第十九章 我哪兒也不去

“當你我不小心又想起她,就在記憶裏畫一個叉,就在記憶裏畫一個叉……”

“哇哦!”

一家度假村的開業現場,一幫人跟著音樂跳動,手舞足蹈。

這首歌非常好學,特別適合集體活動時帶氣氛。草蜢表演完畢,行禮致謝,揮手再見——這都是智能設定的。

隨即消失不見,已經去趕下一場。

……

“叮咚!”

“您的賬戶已轉入12萬元!”

“耶!”

阿沅看著賬戶余額,眼睛都在發光。

正是8月的一個早晨,倆人在吃飯。

如今有了些錢,莊周就從那戶人家的屋裏搬出來,自己租了一間,就在阿沅樓上。每天早午晚跑下來吃飯,順便上網。

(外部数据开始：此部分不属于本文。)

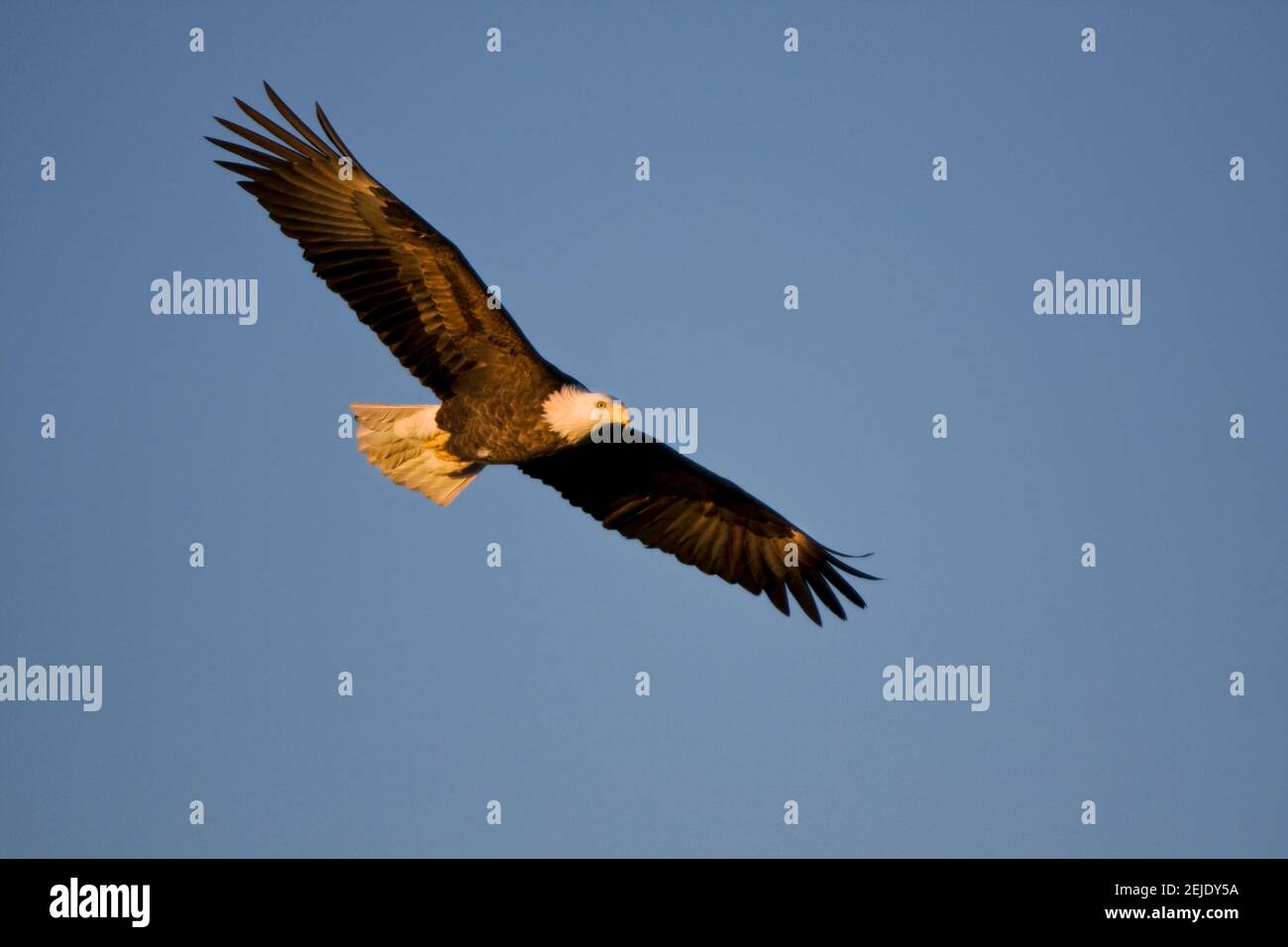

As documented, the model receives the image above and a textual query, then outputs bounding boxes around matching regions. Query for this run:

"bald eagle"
[207,82,876,625]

他勸說阿沅不要再收破爛了,把屋裏也清理了一下,歸置打掃,看起來幹凈多了。

鑒於空間的特殊性,自己離不開疊樓,早與她綁定。好在疊樓的氣氛讓自己喜歡,也沒想離開。

吃完了飯,又喝了一杯營養劑。

阿沅揉著手指,有點迷茫:“我不收舊貨了,以後幹什麽呢?”

“我們一起創業,我教你。”

“可我大學都沒念過。”

“沒關系,哎對了,一直忘了問,你為什麽沒上學?”

“上學了,學的不好,爺爺又長期生病,我照顧他來著。後來考試沒考好,爺爺去世,就這麽待著了。”

“沒事,娛樂這回事簡單。”

莊周擦擦嘴,道:“現在我們的處境你明白麽?”

“被封殺。”

“那怎麽個封殺法?”

“不清楚。”

於是他詳細的把事情性質講了一遍,道:“平台鎖住了我們的宣發渠道,沒辦法面向廣大群眾,此其一。平台又鎖住了我們的線上收益,沒辦法籌措大量資金,此其二。

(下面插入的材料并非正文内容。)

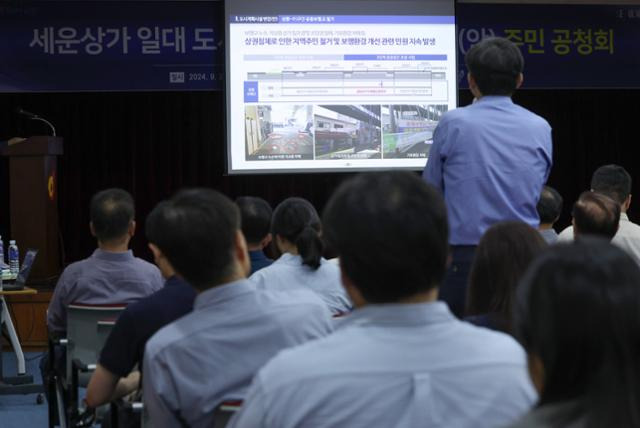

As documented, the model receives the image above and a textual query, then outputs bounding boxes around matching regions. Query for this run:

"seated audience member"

如果是一般制作方,很快就會撐不下去,認輸或幹脆散夥。

但我們有海量的優秀作品支撐,不用擔心後繼乏力,所以目前最主要的,就是突破封鎖,尋找新的宣發渠道。”

“可輝煌那麽厲害,哪有什麽新渠道?”

“你再好好想想,真的毫無死角麽?”

在莊周不斷啟發下,阿沅忽地眼睛一亮:“電視台!”

隨即又皺眉,疑惑道:“可現在電視台不行呀,除了疊樓的老頭老太太,誰還看電視?”

“這是第二個問題,我們目前的客戶是誰?

那天比賽,大媽說全國的疊樓區有1億人,年齡、文化結構和希望社區都差不多,我當時就信心大增。不敢說全部,我拉攏三分之一的觀眾,就會大獲成功!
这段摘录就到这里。